(152 + / 5 -)
We continue our countdown of my most popular and unpopular reviews on Amazon. I think I warned you, already, that my counting may be a little off. I may try to sneak a few extra reviews in. But for now, Eternity in Their Hearts is my second most-popular review on Amazon. That's my story, and I'm sticking to it. For the moment.
The thesis of this book is that God has prepared the cultures of the world for the Gospel of Jesus Christ. This idea may sound bizarre to many people. But since I first read the book about seventeen years ago, I have found confirmation on three levels. First, Scriptural. Richardson's idea of "redemptive analogies" indirectly echoes the teaching of Jesus that he came "to fulfill" rather than to "do away with" the (Jewish) Law, and, more directly, the approach the apostles John and Paul in speaking to Greeks about the divine "Logos," or about altars "to an unknown God." Second, historical. In Augustine's City of God, Christ was preached as a fulfillment of the truest elements in Greco-Roman culture in the early church. This is in fact a large part of "How the West Was Won" to Christ, and a large part of the East, as well.

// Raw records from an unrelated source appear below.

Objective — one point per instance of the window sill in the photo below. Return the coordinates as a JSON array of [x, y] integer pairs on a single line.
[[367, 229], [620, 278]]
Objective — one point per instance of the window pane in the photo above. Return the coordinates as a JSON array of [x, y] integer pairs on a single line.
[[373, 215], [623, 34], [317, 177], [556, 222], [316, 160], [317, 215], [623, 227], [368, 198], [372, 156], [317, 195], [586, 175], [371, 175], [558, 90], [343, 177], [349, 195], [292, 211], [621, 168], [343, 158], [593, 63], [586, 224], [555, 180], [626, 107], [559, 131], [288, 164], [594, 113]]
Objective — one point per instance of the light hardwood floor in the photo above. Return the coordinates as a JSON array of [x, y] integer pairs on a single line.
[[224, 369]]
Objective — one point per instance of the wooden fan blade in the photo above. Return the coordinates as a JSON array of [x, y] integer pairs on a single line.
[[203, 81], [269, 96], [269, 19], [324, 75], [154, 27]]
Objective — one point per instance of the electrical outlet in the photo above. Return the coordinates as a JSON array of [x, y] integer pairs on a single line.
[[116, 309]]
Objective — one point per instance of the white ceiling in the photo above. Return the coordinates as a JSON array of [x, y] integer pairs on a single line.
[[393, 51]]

|Altar of Heaven, Beijing|
I've also just finished (note -- in 2000) writing a book called Jesus and the Religions of Man. The book is not exclusively about redemptive analogies; mainly, it is a general argument for the Christian faith. But if you're interested in learning more about how persistent and coherent the idea of God is in the pagan cultures of the world, you'll find some interesting examples in there. I also give more examples of redemptive analogies that center on the person of Jesus and on his work on the cross. Many of these come from the more civilized cultures of Asia, and also Marxist, psychologist, feminist, and tribal sub-cultures of Western civilization.